Apenas 25 se apresentaram

A convocação é por agendamento e as entrevistas são realizadas duas vezes por semana com capacidade para atender 25 por dia. Mas no quarto dia de agendamento apenas 25 estudantes haviam comparecido para se defender. Serão cumpridas 3 etapas de notificação: por e-mail, em seguida por AR (Aviso de Recebimento pelos Correios), e uma terceira notificação que será por edital.

 “Caso não haja comparecimento depois da terceira convocação, nós daremos andamento com o material que nós já temos coletado. Nós fizemos diligências reunindo documentação desse aluno, mas a gente também está cumprindo o rito de que o denunciado tem ampla defesa. Muitos deles já mandaram notificação de defesa por escrito, ou individual ou por meio de advogado. Mas poucos estudantes estão respondendo”, disse o o presidente da comissão, Acildo Leite.

Essa etapa do processo, que é a final para juntada dos documentos era para ter iniciada em abril, mas foi adiada em função da pandemia. Após o parecer da comissão será aberto um prazo recursal para aqueles que compareceram e tiveram sua defesa indeferida. Então, segundo Acildo, encerrando essa etapa no mês de julho, será aberto recurso com uma nova banca de avaliação. “Esta etapa de entrevistas, considerando o prazo de recurso de quem compareceu, será encerrada entre agosto e setembro. Ainda temos a convocação e reconvocação da grande maioria que ainda não compareceu, porque precisamos esgotar todas as formas de defesa desse estudante”, disse Acildo.

Observatório das Cotas Raciais

O dispositivo, criado pela  OAB Maranhão, em parceria com Defensoria Pública do Estado (DPE/MA) e a Defensoria Pública da União (DPU/MA) é um canal de denúncias de irregularidades e supostas fraudes ao sistema de reserva de vagas para candidato(a)s negro(a)s em concursos, processos seletivos e vestibulares nas Universidades Públicas e Concursos Públicos no Estado do Maranhão.

Além do crime de falsidade ideológica, a pessoa que usa indevidamente a cota racial, acaba por prejudicar o real sentido para o qual a Lei foi criada, retirando o espaço de quem, por direito, deveria ocupar.

“As fraudes subvertem a finalidade das cotas, que são uma medida de ação contra a desigualdade em um sistema que privilegia um grupo racial em detrimento de outros, estes, oprimidos perante a sociedade. As ações afirmativas seriam então uma maneira de colocar essas pessoas no mesmo patamar de concorrência”, afirmou o presidente da Comissão da Verdade da Escravidão Negra do Brasil, Erik Moraes.

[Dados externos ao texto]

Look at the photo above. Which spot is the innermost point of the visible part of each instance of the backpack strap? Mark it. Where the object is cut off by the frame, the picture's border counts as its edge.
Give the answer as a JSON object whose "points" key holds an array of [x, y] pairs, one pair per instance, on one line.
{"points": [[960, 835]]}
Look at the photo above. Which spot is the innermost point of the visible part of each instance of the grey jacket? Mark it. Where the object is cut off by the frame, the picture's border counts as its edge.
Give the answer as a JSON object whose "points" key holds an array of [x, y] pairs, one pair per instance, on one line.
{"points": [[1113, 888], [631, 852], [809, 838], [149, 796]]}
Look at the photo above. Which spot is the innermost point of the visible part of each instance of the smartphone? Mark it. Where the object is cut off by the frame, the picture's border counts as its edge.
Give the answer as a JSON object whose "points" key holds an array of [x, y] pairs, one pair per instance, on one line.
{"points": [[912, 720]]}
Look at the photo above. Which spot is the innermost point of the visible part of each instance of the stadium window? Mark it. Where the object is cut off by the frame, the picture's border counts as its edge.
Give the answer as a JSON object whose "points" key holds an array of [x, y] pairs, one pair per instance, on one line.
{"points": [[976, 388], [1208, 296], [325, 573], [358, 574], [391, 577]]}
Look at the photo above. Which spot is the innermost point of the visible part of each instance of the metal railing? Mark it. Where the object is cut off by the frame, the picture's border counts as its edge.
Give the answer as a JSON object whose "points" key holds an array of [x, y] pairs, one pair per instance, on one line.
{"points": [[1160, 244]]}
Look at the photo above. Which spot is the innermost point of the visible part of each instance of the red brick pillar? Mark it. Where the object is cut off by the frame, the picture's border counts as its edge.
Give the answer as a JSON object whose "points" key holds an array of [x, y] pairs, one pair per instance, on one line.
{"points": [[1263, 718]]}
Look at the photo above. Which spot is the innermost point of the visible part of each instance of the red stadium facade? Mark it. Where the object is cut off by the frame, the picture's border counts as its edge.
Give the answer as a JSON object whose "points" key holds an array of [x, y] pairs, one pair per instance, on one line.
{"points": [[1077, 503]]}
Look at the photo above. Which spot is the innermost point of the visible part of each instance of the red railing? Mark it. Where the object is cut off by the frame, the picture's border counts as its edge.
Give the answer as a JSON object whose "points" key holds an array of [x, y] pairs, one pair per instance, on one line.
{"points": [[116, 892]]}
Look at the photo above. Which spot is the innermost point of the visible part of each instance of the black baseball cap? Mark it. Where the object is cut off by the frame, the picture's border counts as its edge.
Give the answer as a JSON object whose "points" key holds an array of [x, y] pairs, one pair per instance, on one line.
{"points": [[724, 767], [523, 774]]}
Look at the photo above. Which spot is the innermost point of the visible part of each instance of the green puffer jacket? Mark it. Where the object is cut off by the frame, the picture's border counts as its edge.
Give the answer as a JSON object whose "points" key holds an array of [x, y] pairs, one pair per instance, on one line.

As fraudes subvertem a finalidade das cotas, que são uma medida de ação contra a desigualdade em um sistema que privilegia um grupo racial em detrimento de outros, estes, oprimidos perante a sociedade.

Pelo menos 500 notícias de denúncias estão sendo recebidas pela OAB e encaminhadas para órgãos e instituições que tenham estabelecido cotas em seus concursos e seletivos. “A gente continua fiscalizando para que as cotas funcionem para a devida função social delas que é corrigir injustiças históricas, resquícios da escravidão que durou quase 400 anos aqui no Brasil”, apontou Erik Moraes.

A distribuição de vagas leva em consideração dados específicos. Na UFMA, as vagas raciais são oferecidas na ingressão por meio do Sistema de Seleção Unificada (Sisu) e a porcentagem é selecionada de acordo com o percentual étnico do estado. Segundo dados do Instituto Brasileiro de Geografia e Estatística (IBGE), no Maranhão, 76% da população é autodeclarada preta ou parda, e 0,5% é autodeclarada indígena. As cotas também envolvem fatores de classe, com critérios de estudantes egressos de escolas públicas ou estudantes com renda igual ou menor que 1,5 salário mínimo.